Space

UCF students help NASA develop safer technology for planned moon missions

ORLANDO, Fla. — NASA is determined to return to the moon by 2024, and research underway at the University of Central Florida is a critical part of that plan.

UCF student are now working to learn more by testing the safety of moon dust.

Scientists need to know what we might run into on the moon and whether they should be concerned about astronauts walking on the surface or rovers moving across it.

TRENDING NOW:

NASA has given UCF researchers an additional $500,000 to find the answer.

Inside a UCF physics lab, Dr. Addie Dove explained the key to safe travels to the moon.

“It (moon dust) can get into seals and actually, like, puncture them or scratch them, so seals don't seal as well,” Dove said. “So there's a lot of this stuff that we need to understand better, how it sticks to surfaces and where it moves once it gets kicked up.”

Using two very different types of simulated lunar, or moon, dust fine and rocky. Dove's team works to see how both behave in a low-gravity environment and if any interactions happen that could complicate a moon mission.

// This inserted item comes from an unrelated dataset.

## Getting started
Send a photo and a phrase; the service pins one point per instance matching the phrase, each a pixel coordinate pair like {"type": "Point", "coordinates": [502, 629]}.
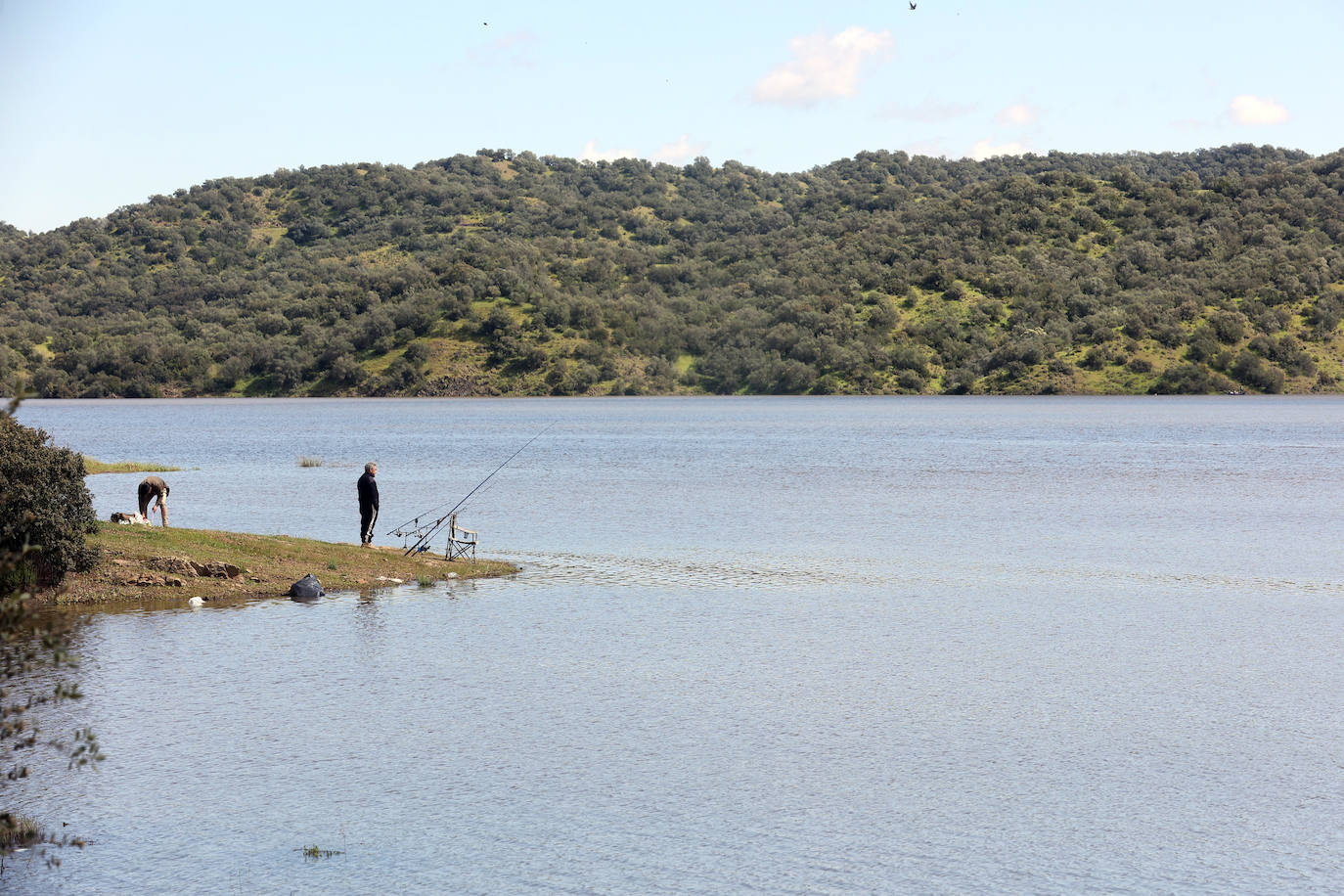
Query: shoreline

In the study, an older version of this experiment, seen in this video from the shuttle days, will be re-enacted on test flights through aerospace maker Blue Origin.

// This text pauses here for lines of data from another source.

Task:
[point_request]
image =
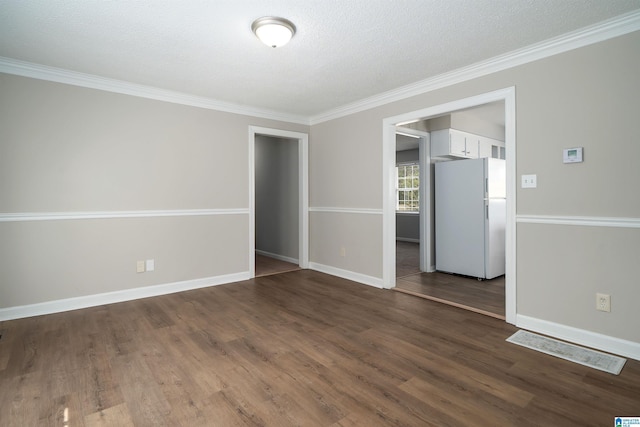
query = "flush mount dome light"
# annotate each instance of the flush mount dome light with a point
(272, 31)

Decades after the Apollo missions, today's lunar landers are bigger and faster and have more powerful engines, making possible damage and effects to the moon's surface an unknown.

This project hopes to answer the questions of what are the better ways to protect humans and equipment for safer technologies to take us back to the moon.

“Maybe we come up with surface coatings that make things stick to surfaces less or maybe we just develop better ways to keep dust out of certain areas so we don't have to worry about it getting into sensitive electrical or mechanical systems,” Dove said.

UCF officials said the study will run for the next year and a half, and the Blue Origin test flights are set to launch in late 2020.